Solid Economic Performance And Prospects

Many would be surprised to learn that Brazil is the 6th largest economy in the world. Although the Brazilian economy slowed significantly over 2011 and 2012 (annual GDP growth of 7.5% slowed to 2.7% in 2011, and came to 0.9% in 2012), the recent stimulus measures taken by the government suggest that the business cycle will start to gather forward momentum again. Furthermore, Brazil’s strong domestic market is less vulnerable to external crisis, and Brazilians are benefiting from stable economic growth, relatively low inflation rates and improvements in social well-being. 

Solid Economic Performance And Prospects Continued...

The financial sector has also performed impressively during the slowdown. Brazil never entered into a recession during the 2008 financial crisis and the banking system has remained sound and resilient (it was viewed as one of the strongest financial systems in the world during the financial crisis)

Despite rapid credit growth, the lowering of interest rates has allowed asset quality to broadly stabilize. Foreign direct investment remains more than sufficient to cover the current account deficit, which has hovered around 2.2% of GDP. 

In 2012, the Government launched a range of initiatives to reduce energy costs, restructure oil royalty payments, strengthen investment in infrastructure through foreign participation, and reform the subnational value-added tax.

In the words of Brazil’s Finance Minister Guido Mantega ”although 2012 was a year of global financial crisis, it did not knock on the doors of Brazilians. We had an expansion in total wages, income and employment.  It was a good year for the majority of the population, despite a GDP performance below expectations. The 2012 fourth quarter results indicate that the Brazilian economy is in a process of gradual acceleration. This acceleration will continue throughout 2013, which points to an expected growth of between 3 and 4 percent for this year”. 
Source: The World Bank

President Dilma Rousseff, the first ever female president in Brazil, voted into office in 2010, continues to see over the social and economic programme initiated by the previous government, led by former president Lula, furthering enhancing widespread economic reform, such as the encouragement of foreign investment (including the Logistics Investment Program, that will draw $526bn in investments for various projects beginning 2013) and the repayment of foreign debt.  

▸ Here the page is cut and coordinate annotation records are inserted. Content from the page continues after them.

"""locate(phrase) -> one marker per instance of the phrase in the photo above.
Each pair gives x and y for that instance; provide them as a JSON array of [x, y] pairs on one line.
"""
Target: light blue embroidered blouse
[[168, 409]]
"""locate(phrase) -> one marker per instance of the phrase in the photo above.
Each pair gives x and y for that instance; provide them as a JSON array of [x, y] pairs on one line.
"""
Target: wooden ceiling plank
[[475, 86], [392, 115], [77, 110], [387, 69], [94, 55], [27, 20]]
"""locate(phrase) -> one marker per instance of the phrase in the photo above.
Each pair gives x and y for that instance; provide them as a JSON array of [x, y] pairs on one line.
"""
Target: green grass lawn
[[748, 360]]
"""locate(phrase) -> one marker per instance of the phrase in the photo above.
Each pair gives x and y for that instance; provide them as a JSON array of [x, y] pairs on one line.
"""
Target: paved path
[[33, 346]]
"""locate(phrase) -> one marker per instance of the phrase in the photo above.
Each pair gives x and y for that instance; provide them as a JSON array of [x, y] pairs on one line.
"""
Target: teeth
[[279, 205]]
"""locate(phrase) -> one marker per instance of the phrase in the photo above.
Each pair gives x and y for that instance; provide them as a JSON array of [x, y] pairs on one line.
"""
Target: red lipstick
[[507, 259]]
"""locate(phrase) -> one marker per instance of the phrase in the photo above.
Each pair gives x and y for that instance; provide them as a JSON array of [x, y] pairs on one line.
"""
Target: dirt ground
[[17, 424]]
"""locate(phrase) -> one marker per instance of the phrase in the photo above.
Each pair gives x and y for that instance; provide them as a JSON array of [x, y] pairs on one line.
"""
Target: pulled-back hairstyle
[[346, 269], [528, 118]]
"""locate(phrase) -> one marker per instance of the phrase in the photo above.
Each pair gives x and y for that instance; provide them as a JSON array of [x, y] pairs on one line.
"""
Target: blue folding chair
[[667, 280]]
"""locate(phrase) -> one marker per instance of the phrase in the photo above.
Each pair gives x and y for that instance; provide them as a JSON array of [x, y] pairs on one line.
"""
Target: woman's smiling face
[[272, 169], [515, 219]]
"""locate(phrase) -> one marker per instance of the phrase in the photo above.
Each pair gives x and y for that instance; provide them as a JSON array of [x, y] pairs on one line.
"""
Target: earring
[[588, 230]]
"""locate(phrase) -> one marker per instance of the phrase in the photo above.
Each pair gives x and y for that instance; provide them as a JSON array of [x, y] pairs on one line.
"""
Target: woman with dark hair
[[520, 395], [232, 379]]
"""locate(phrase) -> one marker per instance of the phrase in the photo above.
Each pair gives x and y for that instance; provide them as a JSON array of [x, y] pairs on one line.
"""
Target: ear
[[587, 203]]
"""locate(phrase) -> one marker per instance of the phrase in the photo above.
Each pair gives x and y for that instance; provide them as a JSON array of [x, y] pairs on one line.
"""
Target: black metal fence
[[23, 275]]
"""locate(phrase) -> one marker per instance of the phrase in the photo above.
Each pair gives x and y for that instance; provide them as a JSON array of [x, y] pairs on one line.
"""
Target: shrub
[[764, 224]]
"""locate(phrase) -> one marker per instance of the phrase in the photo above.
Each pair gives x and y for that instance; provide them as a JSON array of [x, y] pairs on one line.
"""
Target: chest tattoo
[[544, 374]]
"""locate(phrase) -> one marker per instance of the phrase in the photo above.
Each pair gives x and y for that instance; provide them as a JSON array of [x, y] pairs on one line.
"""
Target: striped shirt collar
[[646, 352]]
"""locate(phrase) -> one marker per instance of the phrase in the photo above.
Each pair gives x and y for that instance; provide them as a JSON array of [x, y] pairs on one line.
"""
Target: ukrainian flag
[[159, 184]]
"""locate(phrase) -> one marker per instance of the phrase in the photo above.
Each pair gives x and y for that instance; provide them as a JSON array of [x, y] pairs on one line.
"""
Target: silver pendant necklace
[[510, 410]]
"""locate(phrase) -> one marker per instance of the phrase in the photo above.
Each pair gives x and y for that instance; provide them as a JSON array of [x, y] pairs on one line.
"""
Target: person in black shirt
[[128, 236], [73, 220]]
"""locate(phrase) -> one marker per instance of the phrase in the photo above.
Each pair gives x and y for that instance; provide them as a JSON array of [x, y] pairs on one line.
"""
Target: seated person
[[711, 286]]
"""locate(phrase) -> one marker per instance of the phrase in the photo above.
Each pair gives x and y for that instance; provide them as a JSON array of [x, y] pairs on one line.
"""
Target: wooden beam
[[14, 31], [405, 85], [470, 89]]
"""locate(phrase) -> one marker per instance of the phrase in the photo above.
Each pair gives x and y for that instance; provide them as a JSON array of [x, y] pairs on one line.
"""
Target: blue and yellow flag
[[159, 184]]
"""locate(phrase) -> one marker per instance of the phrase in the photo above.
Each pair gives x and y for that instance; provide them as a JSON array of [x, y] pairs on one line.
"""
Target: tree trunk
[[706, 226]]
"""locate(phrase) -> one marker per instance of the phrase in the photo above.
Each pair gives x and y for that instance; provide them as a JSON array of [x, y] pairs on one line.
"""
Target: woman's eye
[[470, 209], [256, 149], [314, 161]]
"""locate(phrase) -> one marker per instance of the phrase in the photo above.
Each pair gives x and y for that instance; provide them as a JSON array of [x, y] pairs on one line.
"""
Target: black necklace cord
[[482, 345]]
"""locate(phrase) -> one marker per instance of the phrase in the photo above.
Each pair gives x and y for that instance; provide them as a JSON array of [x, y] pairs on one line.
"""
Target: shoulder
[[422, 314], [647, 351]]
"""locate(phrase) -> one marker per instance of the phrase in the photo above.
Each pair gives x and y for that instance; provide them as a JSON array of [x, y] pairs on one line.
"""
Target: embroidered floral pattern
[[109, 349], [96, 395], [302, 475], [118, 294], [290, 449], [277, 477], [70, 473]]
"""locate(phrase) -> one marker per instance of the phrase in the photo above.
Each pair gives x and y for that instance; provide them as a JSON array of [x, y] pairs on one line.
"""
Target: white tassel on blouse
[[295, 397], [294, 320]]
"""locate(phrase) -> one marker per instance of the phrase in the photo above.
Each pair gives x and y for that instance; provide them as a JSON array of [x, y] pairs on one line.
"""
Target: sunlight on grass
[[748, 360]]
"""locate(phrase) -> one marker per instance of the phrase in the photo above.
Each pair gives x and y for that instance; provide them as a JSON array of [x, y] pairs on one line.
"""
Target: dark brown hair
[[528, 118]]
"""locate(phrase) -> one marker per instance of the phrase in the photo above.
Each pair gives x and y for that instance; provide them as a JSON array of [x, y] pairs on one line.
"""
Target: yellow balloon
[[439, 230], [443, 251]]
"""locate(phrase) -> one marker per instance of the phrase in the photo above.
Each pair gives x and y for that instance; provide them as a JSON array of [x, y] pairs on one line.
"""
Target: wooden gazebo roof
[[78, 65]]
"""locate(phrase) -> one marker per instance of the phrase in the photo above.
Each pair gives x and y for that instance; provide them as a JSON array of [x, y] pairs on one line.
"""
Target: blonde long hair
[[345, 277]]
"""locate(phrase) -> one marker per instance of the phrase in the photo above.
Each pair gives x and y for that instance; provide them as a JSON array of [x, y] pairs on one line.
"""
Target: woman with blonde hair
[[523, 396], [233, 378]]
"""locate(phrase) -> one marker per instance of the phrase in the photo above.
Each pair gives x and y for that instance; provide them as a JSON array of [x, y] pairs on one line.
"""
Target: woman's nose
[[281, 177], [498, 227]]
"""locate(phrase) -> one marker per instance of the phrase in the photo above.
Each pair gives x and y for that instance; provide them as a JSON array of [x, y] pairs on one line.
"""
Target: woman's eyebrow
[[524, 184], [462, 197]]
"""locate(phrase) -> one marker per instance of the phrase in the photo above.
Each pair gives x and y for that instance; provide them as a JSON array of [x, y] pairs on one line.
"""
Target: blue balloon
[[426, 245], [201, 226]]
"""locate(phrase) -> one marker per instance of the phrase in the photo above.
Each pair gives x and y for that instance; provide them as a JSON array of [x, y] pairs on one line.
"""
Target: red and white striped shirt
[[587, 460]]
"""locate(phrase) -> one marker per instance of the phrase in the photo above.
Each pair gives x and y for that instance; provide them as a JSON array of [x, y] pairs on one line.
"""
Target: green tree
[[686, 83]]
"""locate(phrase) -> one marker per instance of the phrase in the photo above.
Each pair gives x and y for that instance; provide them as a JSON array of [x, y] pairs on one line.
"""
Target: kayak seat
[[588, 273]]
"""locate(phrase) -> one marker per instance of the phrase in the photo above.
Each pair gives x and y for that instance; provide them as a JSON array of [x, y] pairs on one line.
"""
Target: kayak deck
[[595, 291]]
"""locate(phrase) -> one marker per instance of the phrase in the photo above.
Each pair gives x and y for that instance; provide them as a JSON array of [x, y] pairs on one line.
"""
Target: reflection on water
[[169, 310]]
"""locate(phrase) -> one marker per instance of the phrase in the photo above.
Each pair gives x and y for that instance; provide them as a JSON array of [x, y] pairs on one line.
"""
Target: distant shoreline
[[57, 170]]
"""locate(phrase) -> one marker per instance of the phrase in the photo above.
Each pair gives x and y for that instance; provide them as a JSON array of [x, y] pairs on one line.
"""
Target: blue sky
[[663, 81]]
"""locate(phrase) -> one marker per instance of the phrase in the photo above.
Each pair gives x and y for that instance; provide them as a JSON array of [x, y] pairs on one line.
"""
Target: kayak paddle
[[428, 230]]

Despite a recent rise in interest rates to ease inflationary pressures, interest rates in Brazil remain at historically low levels.  Brazil also a huge trade surplus, driven largely by its vast array of natural resources and exports to the rest of the world. This trade surplus and accumulation of foreign exchange reserves will only continue, as recent oil finds come on line and as Brazil’s prowess as an emerging agricultural superpower increases, as well as environmentally driven exports of bio-fuels, such as ethanol. Whilst there has been a recent increase in the level of inflation, it still remains at historical low levels, something which continues to benefit the poor.

The depreciation of the Brazilian Real boosted exports in 2012, particularly those who have to compete with lower cost rivals in Argentina and China.